# ideas for carniverous killer clown maze 2012



## gooffy87 (Oct 18, 2011)

Hello happy haunts, i am planning a carniverous killer clown haunt for 2012. Ideas so far are pneumatic jack in the box, hallway of lifeless clowns (4 or 5 clowns on each side with one real scare actor), motorized rocking chair with a muilated person with smeared clown face paint, 1 or 2 clowns stalking through the maze with weapons and noise makers, possibly a glow in the dark neon painted wall at the entrance and finally the torture table, live actor on the table getting hacked up by me, dressed as captain spaulding from house of 1k corpeses. What other must haves should i include in my haunt????? all suggestions for props, scares, lighting, atmosphere welcome! My skills include wiper motor droven props as well as pneumatic


----------



## scareme (Aug 29, 2006)

Here's some ideas from just a few weeks ago.

http://www.hauntforum.com/showthread.php?t=30166&highlight=clowns

And you can't go wrong with a Devils Chariot idea...

http://www.hauntforum.com/showthread.php?t=30327


----------



## scareme (Aug 29, 2006)

Here's one from a member called Front Yard Fright. Check out the cotton candy man.

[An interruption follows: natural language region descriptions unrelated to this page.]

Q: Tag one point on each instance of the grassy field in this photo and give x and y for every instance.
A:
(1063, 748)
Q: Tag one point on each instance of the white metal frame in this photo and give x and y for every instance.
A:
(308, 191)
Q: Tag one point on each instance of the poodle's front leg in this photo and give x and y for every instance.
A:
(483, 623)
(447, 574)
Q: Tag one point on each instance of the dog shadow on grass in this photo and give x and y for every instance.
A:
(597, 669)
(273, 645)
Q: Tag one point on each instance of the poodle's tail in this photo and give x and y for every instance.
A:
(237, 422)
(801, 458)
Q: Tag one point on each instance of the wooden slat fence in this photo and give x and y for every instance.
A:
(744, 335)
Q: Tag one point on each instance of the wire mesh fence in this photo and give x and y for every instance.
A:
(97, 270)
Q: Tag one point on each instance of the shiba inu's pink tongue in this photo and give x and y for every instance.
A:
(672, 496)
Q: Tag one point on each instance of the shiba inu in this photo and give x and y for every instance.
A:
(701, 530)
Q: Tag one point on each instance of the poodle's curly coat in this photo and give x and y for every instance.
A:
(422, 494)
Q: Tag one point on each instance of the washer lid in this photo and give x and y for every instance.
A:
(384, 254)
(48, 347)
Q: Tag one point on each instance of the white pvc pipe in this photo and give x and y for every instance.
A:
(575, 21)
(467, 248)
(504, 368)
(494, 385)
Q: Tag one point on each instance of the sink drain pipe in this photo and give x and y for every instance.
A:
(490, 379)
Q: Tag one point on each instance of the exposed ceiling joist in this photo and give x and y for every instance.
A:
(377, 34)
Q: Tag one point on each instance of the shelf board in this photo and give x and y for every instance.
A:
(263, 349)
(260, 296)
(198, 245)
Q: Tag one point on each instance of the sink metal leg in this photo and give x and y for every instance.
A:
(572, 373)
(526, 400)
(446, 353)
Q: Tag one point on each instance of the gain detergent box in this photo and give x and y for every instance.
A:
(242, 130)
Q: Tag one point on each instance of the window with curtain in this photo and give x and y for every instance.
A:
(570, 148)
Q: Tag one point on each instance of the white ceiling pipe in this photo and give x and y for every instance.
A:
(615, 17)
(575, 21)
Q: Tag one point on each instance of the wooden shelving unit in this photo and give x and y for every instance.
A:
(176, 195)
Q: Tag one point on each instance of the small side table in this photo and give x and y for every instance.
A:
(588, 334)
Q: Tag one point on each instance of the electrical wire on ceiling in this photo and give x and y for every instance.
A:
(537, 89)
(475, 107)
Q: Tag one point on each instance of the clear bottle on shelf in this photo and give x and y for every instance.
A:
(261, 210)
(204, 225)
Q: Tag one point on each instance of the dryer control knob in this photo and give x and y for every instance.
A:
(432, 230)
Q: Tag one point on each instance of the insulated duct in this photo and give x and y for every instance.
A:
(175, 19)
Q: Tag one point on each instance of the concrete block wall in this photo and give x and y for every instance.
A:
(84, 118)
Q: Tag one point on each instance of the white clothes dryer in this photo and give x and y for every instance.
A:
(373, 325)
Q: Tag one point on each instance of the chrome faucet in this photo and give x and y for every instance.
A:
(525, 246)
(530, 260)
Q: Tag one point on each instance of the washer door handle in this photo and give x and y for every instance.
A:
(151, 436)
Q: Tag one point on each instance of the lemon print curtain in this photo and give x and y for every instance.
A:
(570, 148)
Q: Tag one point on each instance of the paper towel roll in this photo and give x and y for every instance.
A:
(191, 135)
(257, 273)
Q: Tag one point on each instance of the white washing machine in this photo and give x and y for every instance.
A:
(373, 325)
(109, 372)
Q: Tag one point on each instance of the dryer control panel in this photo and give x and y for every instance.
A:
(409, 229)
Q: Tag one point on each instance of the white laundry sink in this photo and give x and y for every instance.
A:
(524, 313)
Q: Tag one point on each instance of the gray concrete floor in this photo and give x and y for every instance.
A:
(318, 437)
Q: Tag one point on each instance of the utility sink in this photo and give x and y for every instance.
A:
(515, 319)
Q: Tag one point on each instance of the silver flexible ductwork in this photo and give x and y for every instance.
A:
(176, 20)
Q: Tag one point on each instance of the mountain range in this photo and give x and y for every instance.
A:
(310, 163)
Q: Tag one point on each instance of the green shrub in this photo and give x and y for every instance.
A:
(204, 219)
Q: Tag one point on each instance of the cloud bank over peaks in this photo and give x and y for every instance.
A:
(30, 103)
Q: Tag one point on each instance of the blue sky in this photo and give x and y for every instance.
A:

Front Yard Fright 2010 Construction - a set on Flickr


----------



## EverydayisHalloween311 (Oct 14, 2011)

That front yard fright is awesome!! Is that one pic a facade made with osb board/plywood? How did they get that to stand up i would love to do that.


----------



## tattman98 (Jun 29, 2011)

Put in a carousel we did this and everybody loved it. I hung it with a ceiling fan motor. that actually hung from the ceiling of the haunt. We had to hang it because it would not spin on it's own if it was on the ground.


----------



## Warrant2000 (Oct 8, 2008)

An area with lots of strobes, disco lights, walls painted in spirals or checkerboard, things hanging from the ceiling. That could be added to your "dummies with a hidden live actor" room.


----------



## gooffy87 (Oct 18, 2011)

Nice, i really do wanna add a room with some kind of design in glow in the dark paint. Walmart has 24 inch blacklights for 11 bux right now. Wow!


----------



## GOT (Apr 17, 2007)

I suggested this once before but I think it is a good idea. Have a jack-in-the-box with the lid closed and the handle slowly turning with the music. Then, rather than having the head pop up out of the lid, have it burst through the side of the box straight at the kids. You would need a safe distance so it didn't actually hit anyone but I think that would give an unexpected scare.


----------



## tattman98 (Jun 29, 2011)

If you want to play with black lights make a glowing pool. All you have to do is get one or two of the yellow highliters, take out the ink well and run just a trickle of water through it into a glass. Then split the sleeve and squeeze the rest out,make sure you have on rubber gloves to do this or you will have to explain the yellow stains on your hands. then put your black light over the water and wallah you have glowing water.


----------